«Abercrombie & Fitch» Model musste vor Agent masturbieren

Er sollte sich während eines Shootings selbt befriedigen und seinen Penis mit dem seines Agentens vergleichen. Jetzt hat das Model Benjamine Bowers das Modehaus «Abercrombie & Fitch» wegen sexueller Belästigung auf eine Million Dollar verklagt.
Benjamine Bowers will eine Million Dollar. Er fühlt sich ausgenutzt und genötigt.
© Facebook Benjamine Bowers will eine Million Dollar. Er fühlt sich ausgenutzt und genötigt.

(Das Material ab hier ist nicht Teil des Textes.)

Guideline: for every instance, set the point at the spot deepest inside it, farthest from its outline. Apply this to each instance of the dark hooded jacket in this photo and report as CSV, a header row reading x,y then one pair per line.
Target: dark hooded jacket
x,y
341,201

Es hätte die Chance seines Lebens werden sollen und entpuppte sich als Horrortrip. Benjamine Bowers wollte als Model der Modekette «Abercrombie & Fitch» richtig durchstarten. Das Label empfahl ihm die Zusammenarbeit mit dem Agenten Brian Hilburn, mit dessen Hilfe er an gute Shootings kommen sollte. Der jedoch hatte ein persönliches Interesse am Körper des jungen Mannes: Benjamine verklagt das Modehaus auf eine Million Dollar wegen sexueller Belästigung.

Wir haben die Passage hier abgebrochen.